Cold War Anthropology by David H. Price

Cold War Anthropology by David H. Price

Author:David H. Price [Price, David H.]
Language: eng
Format: epub
ISBN: 9780822374381
Publisher: Duke University Press
Published: 2016-03-09T18:30:00+00:00


Field Agents

During the Cold War, the CIA occasionally used archaeological projects as cover for collecting foreign intelligence. A onetime CIA chief of station, Baghdad, Wilbur Eveland later described the agency using archaeology covers in Iraq during the 1950s, when “part of the CIA station in Iraq operating under diplomatic cover was so understaffed that even its two secretaries arranged communications drops and safe-house meetings with agents. Wives of the few CIA officers under ‘deep cover’ (education and archaeological) typed their reports and sequestered their children while their husbands met with informants at home” (1980: 46).

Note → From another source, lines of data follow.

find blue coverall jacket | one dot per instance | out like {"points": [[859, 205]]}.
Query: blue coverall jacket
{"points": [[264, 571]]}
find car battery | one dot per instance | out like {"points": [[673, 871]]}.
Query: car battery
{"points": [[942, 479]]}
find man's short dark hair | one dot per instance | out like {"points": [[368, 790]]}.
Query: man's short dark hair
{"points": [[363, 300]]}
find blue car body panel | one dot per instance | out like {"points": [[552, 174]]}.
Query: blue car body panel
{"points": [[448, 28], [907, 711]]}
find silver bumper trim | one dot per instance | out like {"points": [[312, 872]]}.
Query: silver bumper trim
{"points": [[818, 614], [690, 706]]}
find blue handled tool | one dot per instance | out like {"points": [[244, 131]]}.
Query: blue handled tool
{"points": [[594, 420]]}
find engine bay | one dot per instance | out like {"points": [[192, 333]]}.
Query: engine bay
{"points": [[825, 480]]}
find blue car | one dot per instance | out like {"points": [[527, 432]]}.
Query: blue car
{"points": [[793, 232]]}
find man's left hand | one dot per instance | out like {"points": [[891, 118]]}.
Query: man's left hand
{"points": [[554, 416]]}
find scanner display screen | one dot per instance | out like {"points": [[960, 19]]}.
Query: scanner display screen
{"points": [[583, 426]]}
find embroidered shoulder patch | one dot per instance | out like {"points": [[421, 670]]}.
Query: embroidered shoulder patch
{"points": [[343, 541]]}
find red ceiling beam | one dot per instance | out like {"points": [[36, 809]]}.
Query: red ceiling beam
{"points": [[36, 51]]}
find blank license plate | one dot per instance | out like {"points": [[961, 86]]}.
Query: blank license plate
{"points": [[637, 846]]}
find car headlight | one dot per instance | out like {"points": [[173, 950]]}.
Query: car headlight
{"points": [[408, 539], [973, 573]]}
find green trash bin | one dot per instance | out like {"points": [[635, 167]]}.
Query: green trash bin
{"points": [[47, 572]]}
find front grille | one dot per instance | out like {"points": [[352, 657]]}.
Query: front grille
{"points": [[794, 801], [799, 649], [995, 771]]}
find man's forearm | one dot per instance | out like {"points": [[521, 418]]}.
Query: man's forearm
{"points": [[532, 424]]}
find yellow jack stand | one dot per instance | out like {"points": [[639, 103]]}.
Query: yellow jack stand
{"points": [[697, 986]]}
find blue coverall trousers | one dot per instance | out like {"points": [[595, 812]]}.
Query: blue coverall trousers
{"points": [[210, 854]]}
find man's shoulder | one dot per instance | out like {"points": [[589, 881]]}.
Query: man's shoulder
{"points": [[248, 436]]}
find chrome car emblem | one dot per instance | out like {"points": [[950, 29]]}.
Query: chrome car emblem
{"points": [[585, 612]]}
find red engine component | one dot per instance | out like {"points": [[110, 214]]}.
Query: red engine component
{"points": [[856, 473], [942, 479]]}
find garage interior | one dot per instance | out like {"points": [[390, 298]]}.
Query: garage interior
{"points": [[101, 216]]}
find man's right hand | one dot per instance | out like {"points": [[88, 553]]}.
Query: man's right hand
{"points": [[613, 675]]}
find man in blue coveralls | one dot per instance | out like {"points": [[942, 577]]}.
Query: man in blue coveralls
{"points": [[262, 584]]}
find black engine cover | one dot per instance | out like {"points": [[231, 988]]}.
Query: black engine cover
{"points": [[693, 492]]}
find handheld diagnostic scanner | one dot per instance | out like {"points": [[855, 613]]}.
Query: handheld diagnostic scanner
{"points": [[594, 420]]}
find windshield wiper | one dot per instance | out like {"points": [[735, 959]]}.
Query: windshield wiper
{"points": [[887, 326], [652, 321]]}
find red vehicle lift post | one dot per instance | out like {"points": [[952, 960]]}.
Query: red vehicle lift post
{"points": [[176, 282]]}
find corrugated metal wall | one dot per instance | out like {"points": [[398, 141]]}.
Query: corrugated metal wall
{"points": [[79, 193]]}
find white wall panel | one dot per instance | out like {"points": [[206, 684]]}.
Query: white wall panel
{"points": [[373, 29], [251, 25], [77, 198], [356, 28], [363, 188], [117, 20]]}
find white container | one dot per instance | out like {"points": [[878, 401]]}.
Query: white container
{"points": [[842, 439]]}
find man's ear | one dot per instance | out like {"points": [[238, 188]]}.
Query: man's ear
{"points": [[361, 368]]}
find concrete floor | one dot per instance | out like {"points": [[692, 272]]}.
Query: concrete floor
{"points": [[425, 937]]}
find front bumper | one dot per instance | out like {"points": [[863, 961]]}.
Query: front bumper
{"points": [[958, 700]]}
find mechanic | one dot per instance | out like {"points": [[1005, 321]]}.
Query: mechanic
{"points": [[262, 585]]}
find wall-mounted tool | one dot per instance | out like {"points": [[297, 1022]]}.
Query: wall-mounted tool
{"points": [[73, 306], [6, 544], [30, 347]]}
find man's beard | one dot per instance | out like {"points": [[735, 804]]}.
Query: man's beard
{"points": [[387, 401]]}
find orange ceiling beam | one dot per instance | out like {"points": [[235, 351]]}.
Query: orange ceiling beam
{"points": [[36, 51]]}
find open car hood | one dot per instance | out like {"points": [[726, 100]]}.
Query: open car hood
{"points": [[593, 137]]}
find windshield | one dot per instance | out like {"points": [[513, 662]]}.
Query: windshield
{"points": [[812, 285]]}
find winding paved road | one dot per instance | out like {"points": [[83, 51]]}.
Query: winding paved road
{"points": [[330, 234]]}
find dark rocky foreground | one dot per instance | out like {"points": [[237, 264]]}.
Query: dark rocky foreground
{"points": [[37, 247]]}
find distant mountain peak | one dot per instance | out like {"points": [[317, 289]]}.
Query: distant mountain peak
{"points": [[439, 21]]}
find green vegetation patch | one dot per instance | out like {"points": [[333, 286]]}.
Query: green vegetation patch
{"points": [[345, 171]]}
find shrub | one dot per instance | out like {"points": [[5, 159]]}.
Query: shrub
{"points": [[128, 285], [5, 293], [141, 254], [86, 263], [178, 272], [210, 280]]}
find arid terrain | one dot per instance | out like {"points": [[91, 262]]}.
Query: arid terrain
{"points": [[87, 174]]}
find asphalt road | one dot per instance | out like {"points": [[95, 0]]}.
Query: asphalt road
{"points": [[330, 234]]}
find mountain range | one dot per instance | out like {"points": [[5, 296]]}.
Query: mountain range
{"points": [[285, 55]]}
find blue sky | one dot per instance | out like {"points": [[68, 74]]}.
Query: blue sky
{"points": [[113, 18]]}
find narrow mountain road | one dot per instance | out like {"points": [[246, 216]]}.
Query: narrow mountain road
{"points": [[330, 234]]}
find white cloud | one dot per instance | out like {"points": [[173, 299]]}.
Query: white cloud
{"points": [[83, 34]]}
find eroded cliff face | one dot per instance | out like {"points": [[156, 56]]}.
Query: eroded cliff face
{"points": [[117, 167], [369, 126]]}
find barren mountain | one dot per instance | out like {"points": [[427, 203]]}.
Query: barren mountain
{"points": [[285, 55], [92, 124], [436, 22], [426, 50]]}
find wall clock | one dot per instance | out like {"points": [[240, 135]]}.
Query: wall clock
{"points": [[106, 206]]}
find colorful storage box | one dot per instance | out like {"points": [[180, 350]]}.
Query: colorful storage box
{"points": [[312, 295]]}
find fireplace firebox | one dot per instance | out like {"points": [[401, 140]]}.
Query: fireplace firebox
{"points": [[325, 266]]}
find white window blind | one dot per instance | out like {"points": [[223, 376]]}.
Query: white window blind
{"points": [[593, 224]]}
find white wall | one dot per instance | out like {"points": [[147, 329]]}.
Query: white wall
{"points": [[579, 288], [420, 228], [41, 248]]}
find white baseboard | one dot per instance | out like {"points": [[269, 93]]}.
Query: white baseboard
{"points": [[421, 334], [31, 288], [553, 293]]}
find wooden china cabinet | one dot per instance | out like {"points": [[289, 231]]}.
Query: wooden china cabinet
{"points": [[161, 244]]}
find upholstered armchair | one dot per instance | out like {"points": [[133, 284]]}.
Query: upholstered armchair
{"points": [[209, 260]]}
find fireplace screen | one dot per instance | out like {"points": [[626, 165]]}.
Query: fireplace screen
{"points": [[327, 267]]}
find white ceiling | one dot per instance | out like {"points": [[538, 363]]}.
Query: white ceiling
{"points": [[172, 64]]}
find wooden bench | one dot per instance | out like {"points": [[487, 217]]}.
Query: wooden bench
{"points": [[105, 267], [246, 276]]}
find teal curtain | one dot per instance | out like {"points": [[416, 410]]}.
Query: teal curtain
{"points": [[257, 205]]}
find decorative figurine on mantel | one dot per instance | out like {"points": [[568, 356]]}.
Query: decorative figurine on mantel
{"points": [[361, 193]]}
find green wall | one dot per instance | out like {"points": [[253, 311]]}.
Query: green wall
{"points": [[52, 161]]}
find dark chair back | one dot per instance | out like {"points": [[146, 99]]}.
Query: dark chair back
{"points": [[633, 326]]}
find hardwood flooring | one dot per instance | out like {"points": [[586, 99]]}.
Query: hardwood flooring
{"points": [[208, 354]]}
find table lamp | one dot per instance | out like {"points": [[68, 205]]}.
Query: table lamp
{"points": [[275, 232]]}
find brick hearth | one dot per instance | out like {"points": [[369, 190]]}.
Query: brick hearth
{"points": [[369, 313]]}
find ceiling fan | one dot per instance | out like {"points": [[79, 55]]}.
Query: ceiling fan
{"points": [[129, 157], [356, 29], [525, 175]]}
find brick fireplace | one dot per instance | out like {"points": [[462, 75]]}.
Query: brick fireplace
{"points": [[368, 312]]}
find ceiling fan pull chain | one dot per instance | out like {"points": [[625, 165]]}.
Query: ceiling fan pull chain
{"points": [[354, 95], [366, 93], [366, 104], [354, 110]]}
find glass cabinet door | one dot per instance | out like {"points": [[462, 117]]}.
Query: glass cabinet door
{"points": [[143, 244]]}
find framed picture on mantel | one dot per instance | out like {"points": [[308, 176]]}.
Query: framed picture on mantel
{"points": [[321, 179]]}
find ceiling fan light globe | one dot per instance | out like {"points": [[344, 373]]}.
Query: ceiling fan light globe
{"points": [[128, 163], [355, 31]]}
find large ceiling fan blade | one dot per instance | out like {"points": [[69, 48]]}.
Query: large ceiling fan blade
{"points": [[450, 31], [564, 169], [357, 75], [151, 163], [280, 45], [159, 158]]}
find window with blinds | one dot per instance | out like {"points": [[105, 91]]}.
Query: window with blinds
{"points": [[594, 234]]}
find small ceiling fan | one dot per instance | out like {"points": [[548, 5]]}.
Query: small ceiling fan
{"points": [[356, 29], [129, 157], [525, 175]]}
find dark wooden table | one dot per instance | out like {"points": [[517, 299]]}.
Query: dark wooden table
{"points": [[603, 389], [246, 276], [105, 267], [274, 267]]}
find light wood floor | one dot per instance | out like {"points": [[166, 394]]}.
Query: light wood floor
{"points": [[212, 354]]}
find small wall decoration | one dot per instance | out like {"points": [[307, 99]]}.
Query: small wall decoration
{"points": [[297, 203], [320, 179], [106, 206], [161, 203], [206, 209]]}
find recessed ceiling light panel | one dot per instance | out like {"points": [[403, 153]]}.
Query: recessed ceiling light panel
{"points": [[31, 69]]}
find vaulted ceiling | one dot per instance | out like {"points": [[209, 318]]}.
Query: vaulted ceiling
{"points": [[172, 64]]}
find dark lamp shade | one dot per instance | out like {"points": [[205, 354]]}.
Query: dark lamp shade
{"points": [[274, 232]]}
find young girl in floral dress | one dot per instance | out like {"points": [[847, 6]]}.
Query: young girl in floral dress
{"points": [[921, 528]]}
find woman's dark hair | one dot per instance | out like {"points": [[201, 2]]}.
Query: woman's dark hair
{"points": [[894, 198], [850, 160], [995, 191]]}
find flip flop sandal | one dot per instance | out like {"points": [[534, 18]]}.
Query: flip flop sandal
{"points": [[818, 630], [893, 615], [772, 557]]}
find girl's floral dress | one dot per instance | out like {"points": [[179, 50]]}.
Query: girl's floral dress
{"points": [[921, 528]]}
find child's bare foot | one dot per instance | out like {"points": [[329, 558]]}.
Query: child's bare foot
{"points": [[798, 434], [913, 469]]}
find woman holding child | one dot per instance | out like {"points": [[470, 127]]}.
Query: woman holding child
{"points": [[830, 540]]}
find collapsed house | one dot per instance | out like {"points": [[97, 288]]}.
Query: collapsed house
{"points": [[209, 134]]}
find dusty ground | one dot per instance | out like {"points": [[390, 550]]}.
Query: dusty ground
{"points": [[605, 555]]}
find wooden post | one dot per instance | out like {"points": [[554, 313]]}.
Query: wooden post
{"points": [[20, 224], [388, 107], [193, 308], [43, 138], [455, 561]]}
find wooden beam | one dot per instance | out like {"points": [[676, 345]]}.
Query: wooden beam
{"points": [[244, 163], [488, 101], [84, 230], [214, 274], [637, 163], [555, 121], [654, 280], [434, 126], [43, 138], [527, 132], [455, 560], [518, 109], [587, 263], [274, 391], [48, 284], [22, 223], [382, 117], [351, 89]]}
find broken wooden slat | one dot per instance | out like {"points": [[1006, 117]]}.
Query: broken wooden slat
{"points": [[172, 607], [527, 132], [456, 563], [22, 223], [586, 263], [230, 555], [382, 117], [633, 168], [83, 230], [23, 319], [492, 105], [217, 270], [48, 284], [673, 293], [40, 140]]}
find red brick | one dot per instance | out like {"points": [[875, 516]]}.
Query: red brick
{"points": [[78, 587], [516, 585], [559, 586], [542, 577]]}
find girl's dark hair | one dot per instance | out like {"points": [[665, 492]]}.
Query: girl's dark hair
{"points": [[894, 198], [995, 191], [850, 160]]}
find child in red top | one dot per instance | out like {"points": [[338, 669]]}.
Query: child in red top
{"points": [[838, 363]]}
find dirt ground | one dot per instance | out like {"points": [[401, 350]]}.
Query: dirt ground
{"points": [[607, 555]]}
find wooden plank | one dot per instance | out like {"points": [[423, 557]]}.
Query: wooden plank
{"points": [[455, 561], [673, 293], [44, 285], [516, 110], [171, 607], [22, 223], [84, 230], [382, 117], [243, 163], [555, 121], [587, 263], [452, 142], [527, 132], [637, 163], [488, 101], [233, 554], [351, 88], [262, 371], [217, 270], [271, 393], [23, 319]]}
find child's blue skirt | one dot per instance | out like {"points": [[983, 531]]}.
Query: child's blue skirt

Engineer, philanthropist, and archaeological enthusiast John M. Dimick had no formal training in archaeology, but he was an active presence in major archaeological excavations in Guatemala, Egypt, Turkey, Italy, Greece, and elsewhere from 1946 into the late 1960s. His memoir, Episodes in Archaeology, described how observing excavations at the Herculaneum in 1939 kindled his passion for archaeology. This interest led to fund-raising and managerial roles in archaeological excavations on three continents (Dimick 1968). But there was more going on than Dimick described in his memoir; as his November 29, 1983, Washington Post obituary disclosed, “Following service in Spain during World War II, Dimick combined government assignments with archaeological interest while working in Latin America for the U.S. Central Intelligence Agency.”

In 1946, Dimick contacted United Fruit Company founder Sam Zemurray and persuaded him to provide $430,000 for three years of work on Mayan monumental archaeological remains in Guatemala (1968: 26). From 1946 to 1960, Dimick directed the project, hiring Alfred Kidder to undertake the initial surveys. Dimick selected Zaculeu for major restoration efforts, and the crew cleared and excavated the massive temple complex (NBAAA1949 3[3]: 4).

Missing from Dimick’s account of Zemurray’s Guatemala is any depiction of a Yankee banana republic; instead, we have a description of Zemurray as a kind benefactor looking out for Guatemalans’ interests. Dimick praised his patron, writing that during his “own years in Guatemala the usual derogatory comment on the Fruit Company was invariably sweetened with stories of how it had conquered the Latin Americas by force. That is not only unjustified, but untrue. The conquistador was Zemurray. He with his wisdom, his love for the country as well as for self-benefit, was the power who employed the force of arms” (1968: 20).

In 1954, two years after Nasser’s Officers Revolution in Egypt, Dimick directed University of Pennsylvania excavations of the Apis embalming house at Mit Rahineh (Dimick 1968: 66). Dimick and his wife, Teena, took an apartment on the top floor of the Semiramis Hotel in Cairo, where they were near “the living quarters for King Saud of Saudi Arabia” (67). Dimick claimed his work with Arab colleagues in Egypt generated mutual aid and assistance, with “no subterfuge, no double talk” (81). Documents from the Eisenhower administration’s negotiations with the Nasser administration during Dimick’s time in Egypt include notes from diplomatic meetings of American envoy Robert Anderson (who traveled with several CIA personnel in his party) and establish that Dimick provided briefings on the political climate of Egypt, including his own evaluations of Nasser and his administration.